I knew what those words meant. I knew what was coming next.

I lunged. I tried to reach her, to grab Kael, to put my arms around all four of them and tear whatever nightmare or dream this was apart.

But the world warped, stretched, pulled away.

My feet found no ground. My hands touched nothing.

I tried to scream.

I tried to beg.

I tried to stay.

Lyra, Kael, Borin, Shale, they simply kept smiling as the forge dissolved around them.

My last sight of them was that impossible, gentle smile of Lyra.

Then everything was pain.

It was not said metaphorically, not poetically.

Pain, raw and savage, ripping up my nerves like barbed wire. My skin was wet. Sticky. Warm.

Nothing stopped it.

Nothing numbed it.

Nothing drowned it.

Still, I could still feel something else now that the pain was gone.

And that thing was blood.

Blood.

On my hands, on my face, soaking through my clothes.

Mine.

Others's.

Lyra’s.

The scent was iron and copper.

The ground was hard, colder than night air should have been.

When I forced my eyes open, stars glittered above me, sharp, distant, indifferent.

Sand stretched out in every direction, a dark ocean of dust and dunes.

No magma walls. No forge. No Borin. No ghosts of the dead I loved.

Just a desert.

Wind scraped dry earth across my cheek. My breath clouded in front of me.
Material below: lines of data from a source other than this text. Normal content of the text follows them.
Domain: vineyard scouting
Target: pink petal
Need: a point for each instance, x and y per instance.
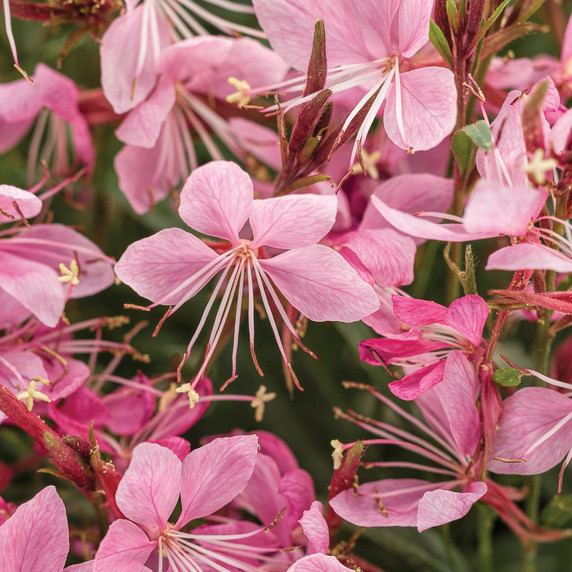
(143, 125)
(149, 490)
(293, 221)
(156, 265)
(440, 507)
(216, 200)
(318, 563)
(321, 284)
(415, 312)
(529, 256)
(495, 208)
(315, 528)
(214, 474)
(413, 385)
(428, 108)
(28, 204)
(535, 426)
(34, 285)
(125, 547)
(399, 498)
(35, 537)
(468, 315)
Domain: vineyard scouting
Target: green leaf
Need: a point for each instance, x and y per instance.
(440, 42)
(558, 512)
(480, 134)
(507, 377)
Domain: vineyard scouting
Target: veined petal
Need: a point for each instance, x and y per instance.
(156, 265)
(149, 489)
(216, 200)
(428, 108)
(36, 536)
(440, 507)
(321, 284)
(214, 474)
(293, 221)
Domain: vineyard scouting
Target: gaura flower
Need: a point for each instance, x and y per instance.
(172, 266)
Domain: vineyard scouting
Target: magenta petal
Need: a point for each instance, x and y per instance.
(34, 285)
(440, 507)
(215, 473)
(413, 385)
(125, 547)
(529, 256)
(293, 221)
(149, 490)
(536, 428)
(428, 108)
(216, 200)
(399, 498)
(156, 265)
(321, 284)
(318, 563)
(468, 316)
(36, 537)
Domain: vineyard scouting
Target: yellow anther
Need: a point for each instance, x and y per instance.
(31, 393)
(259, 401)
(70, 274)
(242, 94)
(337, 453)
(539, 166)
(368, 165)
(193, 395)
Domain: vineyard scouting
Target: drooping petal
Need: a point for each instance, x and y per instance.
(293, 221)
(440, 507)
(36, 536)
(215, 473)
(468, 316)
(156, 265)
(321, 284)
(216, 200)
(125, 547)
(534, 434)
(427, 108)
(149, 489)
(413, 385)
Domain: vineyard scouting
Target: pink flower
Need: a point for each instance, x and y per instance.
(206, 480)
(172, 266)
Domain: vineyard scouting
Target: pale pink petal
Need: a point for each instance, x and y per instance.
(399, 499)
(428, 108)
(535, 432)
(315, 528)
(413, 385)
(440, 507)
(36, 536)
(156, 265)
(321, 284)
(216, 200)
(418, 312)
(293, 221)
(495, 208)
(413, 29)
(318, 563)
(215, 473)
(28, 204)
(149, 489)
(34, 285)
(529, 256)
(143, 125)
(125, 547)
(468, 315)
(120, 48)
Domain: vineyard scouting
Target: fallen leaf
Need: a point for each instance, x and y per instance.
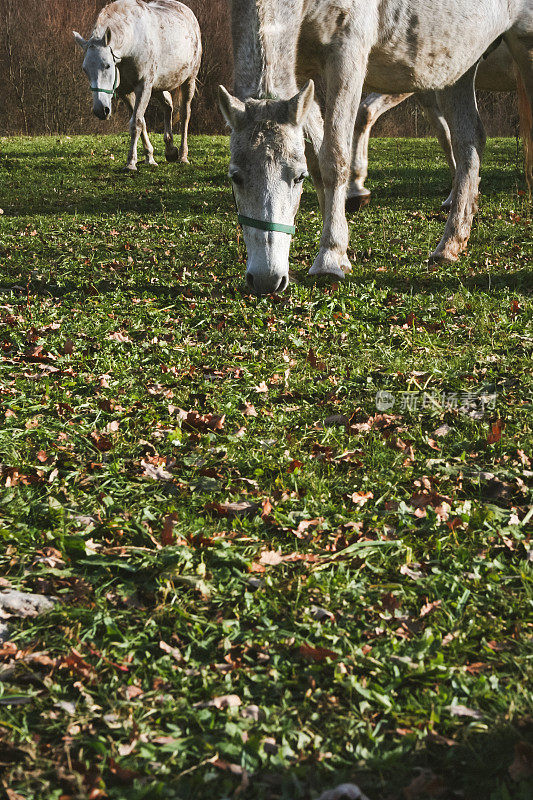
(156, 473)
(425, 785)
(271, 557)
(361, 498)
(167, 534)
(227, 509)
(223, 701)
(316, 653)
(443, 430)
(171, 651)
(336, 419)
(495, 432)
(427, 607)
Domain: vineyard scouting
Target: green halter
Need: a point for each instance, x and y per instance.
(260, 224)
(115, 84)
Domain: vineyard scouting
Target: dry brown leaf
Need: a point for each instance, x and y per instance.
(171, 651)
(271, 557)
(427, 607)
(426, 784)
(495, 432)
(360, 498)
(316, 653)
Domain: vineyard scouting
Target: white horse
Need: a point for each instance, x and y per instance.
(139, 50)
(495, 74)
(392, 45)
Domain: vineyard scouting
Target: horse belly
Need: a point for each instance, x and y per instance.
(430, 44)
(178, 52)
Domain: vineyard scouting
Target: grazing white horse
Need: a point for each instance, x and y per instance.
(139, 50)
(495, 74)
(392, 45)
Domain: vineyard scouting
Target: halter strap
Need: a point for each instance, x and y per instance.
(250, 222)
(262, 225)
(115, 84)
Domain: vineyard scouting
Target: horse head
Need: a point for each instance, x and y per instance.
(100, 66)
(267, 170)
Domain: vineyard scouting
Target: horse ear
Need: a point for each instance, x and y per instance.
(300, 104)
(233, 110)
(80, 40)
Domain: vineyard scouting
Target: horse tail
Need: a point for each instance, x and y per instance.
(525, 113)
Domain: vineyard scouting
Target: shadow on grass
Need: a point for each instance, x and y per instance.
(520, 281)
(475, 769)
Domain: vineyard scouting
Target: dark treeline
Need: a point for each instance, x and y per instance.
(43, 89)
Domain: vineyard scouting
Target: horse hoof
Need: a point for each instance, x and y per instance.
(356, 203)
(172, 155)
(327, 263)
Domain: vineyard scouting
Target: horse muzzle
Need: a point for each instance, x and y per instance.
(101, 110)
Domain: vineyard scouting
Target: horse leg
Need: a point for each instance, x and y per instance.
(344, 81)
(458, 104)
(187, 93)
(165, 100)
(370, 110)
(429, 103)
(139, 100)
(129, 100)
(314, 134)
(521, 46)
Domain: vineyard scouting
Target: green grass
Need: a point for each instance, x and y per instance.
(123, 306)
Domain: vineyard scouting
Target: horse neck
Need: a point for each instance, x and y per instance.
(265, 37)
(122, 26)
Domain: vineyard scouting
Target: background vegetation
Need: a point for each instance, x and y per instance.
(265, 584)
(44, 90)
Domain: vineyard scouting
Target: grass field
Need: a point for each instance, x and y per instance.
(266, 585)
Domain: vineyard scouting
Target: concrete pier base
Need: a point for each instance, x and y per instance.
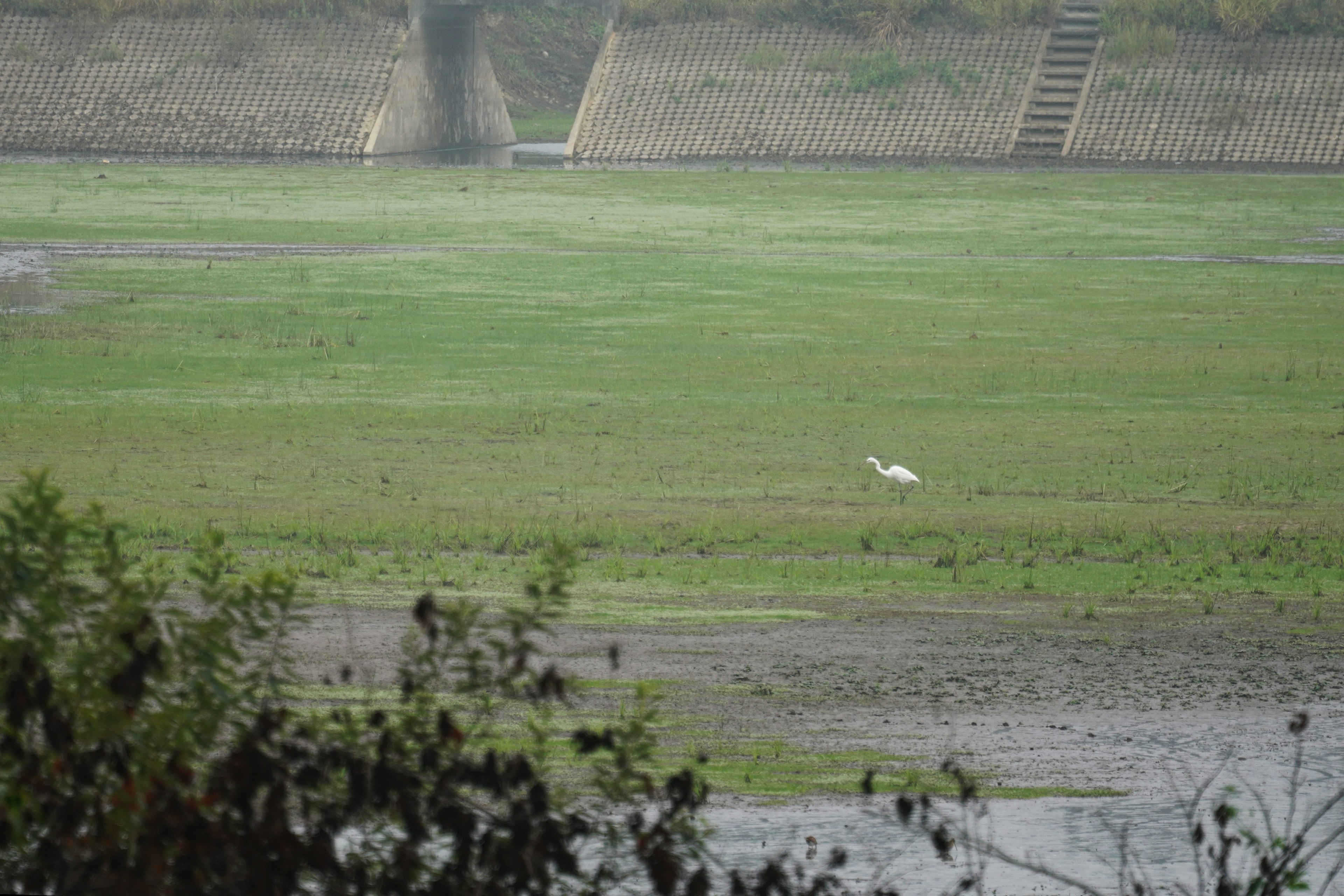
(443, 92)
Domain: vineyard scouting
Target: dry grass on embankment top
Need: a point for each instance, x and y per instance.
(107, 10)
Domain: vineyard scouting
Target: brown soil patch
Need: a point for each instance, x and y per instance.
(1037, 700)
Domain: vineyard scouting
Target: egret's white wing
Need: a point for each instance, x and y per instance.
(902, 475)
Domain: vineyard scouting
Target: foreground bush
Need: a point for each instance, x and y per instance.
(143, 749)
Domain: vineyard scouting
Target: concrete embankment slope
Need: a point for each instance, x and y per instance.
(194, 86)
(691, 92)
(1213, 101)
(698, 92)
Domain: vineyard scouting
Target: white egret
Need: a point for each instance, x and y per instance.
(898, 475)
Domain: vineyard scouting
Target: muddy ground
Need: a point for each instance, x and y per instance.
(1038, 700)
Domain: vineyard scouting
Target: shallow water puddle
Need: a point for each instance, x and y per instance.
(1077, 838)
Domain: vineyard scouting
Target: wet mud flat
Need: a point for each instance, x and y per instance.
(1147, 705)
(1023, 696)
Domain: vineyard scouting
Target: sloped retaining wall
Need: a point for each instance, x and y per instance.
(1277, 101)
(1213, 101)
(655, 99)
(194, 86)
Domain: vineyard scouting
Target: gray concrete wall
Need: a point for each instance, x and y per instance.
(443, 92)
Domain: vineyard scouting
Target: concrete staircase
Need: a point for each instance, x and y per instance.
(1061, 81)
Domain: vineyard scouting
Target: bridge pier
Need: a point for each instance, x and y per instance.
(443, 92)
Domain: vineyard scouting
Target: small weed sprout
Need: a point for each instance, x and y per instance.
(765, 58)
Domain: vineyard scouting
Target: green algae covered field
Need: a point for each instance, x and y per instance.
(1124, 396)
(682, 359)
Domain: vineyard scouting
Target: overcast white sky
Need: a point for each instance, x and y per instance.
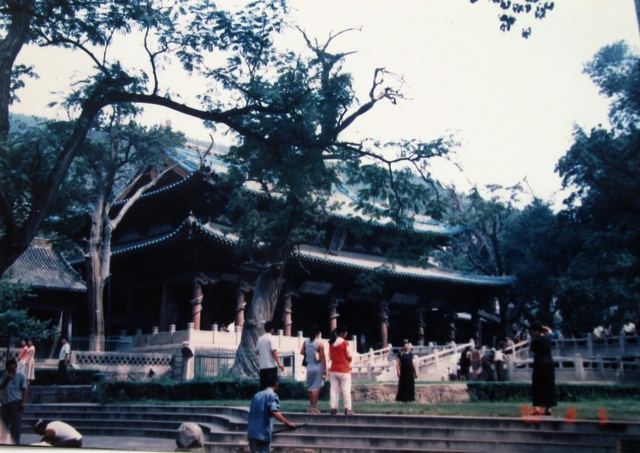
(511, 102)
I pushed myself up onto an elbow.

The blood clung to me like a second skin.

The only man-made thing in sight was a road a long strip of asphalt cutting straight across the sand.

Black.

Perfect.

Painted with faded yellow lines.

A road like the ones from my first life, the life before dragons, before magic, before kingdoms and empires and death.

Too modern.

Too familiar.

That should have been impossible.

And beside it, a weather-beaten metal sign, the white paint chipped by sand and sun.

Welcome to Puente Antiguo, New Mexico.